Clearly, we're comparing super-optimized tight loops here. I'm seeing quite stable results across repetitions for the "manual sum" and wild variance in the "built-in" case. This indicates GC activity.
Upon launching VisualVM and using its VisualGC plugin, I confirmed that there's no GC activity during the manual sum computation, but a lot of it in the built-in case.
Looking at the generated bytecode, the difference becomes apparent: the idiom for (i in 1..range) { ... }
compiles directly into a counted loop. This is actually documented:
Integral type ranges (
IntRange
,LongRange
,CharRange
) have an extra feature: they can be iterated over. The compiler takes care of converting this analogously to Java's indexed for-loop, without extra overhead.
Unfortunately, the same optimization doesn't apply to the extension function Iterable.sum()
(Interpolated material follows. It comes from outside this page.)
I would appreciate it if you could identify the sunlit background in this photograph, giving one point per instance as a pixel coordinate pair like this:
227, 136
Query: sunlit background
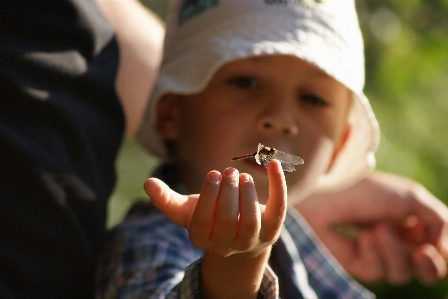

because it must work for any Iterable
. The compiler could see what's going on and introduce another intrinsic, which would simply convert the whole thing into the resulting sum without computation, or use a direct formula if the range bounds aren't hardcoded.
JavaScript is on a similar footing here because it, too, has a powerful JIT compiler. I can't comment anything specific, but it most probably avoids allocation in the hot loop.